第172期 #7

あいの、アイノぅ

 私は天使。ねえ、あなたが好き。だから牛乳をください。コップ一杯の、のどが渇いたので、ありがとう、唇を拭くタオルをください、ありがとう。羽根は後で見せます。だから少し待ってください。天使はめったに人前に姿を現さないので。羽衣? 天女のことでしょうか。勘違いしています。あれらは空に浮かびます。私たちは空を飛びます。天女は羽衣を脱いだら地に沈みます。天使は裸でも羽ばたくことができます。ロマンチックな話を聞かせてください。ありがとう。羽根は後で見せます。今はまだ湿っているのです。あなたにしてもらったそのお話ですが、どこかで同じような話を私も聞いたことがあります。待ち焦がれる話です。あなたのお話と、私の知っているお話では、ひとつ違う点がありました。何を待っているのか、あなたのお話ではそれは明日でした。私の場合は天国です。冗談だと思っていますか。私たち天使の間ではそれはとても果てしない匂いがするものです。天女は浮いたり沈んだりします。天使は飛んだり落ちたりするのです。私たちにとっても天国は日常ではないですし、ラッパを吹いたりもしないのです。
 お待ちかねのの羽根です。おかげですっかり乾きました、ありがとう。思ったより獣臭くないでしょう。当然です。鳥とは違います。あ。そういうの、全然くすぐったくありません。大丈夫です。帰りたそうにソワソワしません、お気遣いなく、ありがとう。私の名前をどこかで聞いたことがありますか。天使という以外に、私のことを何か知っていますか。名前はラブに似ている、そういわれることもあります。当ててみてみませんか。「あいの」そう、もう少し「アイノぅ」あ、全然違いました。ごめんなさい。

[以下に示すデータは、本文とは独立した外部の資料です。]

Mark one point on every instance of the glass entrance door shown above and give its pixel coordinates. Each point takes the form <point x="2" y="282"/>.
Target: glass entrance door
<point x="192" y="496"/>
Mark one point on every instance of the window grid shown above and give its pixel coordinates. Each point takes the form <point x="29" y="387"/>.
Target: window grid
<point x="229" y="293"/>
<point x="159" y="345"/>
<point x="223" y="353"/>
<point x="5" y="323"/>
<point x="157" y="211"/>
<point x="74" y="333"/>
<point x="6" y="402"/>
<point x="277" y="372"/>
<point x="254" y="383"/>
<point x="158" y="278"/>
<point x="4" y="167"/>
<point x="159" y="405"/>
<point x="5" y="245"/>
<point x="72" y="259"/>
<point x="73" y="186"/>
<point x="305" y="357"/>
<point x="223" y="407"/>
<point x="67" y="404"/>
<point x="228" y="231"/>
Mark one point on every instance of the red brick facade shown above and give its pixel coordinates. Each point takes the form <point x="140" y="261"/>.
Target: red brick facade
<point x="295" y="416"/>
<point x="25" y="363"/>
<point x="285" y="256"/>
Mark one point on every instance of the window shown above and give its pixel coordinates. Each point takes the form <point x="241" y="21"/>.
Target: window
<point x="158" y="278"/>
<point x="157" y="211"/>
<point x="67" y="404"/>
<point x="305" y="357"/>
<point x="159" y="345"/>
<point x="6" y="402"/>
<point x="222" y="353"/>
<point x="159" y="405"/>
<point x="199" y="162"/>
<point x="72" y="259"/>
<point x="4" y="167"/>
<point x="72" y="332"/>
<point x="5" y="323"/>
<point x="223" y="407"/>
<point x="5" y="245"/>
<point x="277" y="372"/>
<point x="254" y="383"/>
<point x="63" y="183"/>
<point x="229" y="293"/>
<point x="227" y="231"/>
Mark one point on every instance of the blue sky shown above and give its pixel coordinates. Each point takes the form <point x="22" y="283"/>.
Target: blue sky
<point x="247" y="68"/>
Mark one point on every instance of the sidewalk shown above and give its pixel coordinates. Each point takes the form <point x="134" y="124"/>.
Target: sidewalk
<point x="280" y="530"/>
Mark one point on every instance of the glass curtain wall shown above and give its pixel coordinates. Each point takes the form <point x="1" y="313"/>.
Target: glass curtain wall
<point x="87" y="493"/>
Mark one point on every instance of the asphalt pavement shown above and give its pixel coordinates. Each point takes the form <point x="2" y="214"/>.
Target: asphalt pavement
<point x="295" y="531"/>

 私は天使。ねえ。あなたが好き。だからお金をください。もう雨は止んだので。ありがとう。羽根がまた汚れてしまったので、今日はもう飛べません。今日はもう歩いて帰るので。どこに帰るかですって? 冗談だと思っていますか。家にです。家に帰って、身体を洗うのです。羽根も洗うので、明日は晴れていても、飛ぶことはできません。太陽に背を向け、羽根を乾かし、自分の影を見ながら過ごします。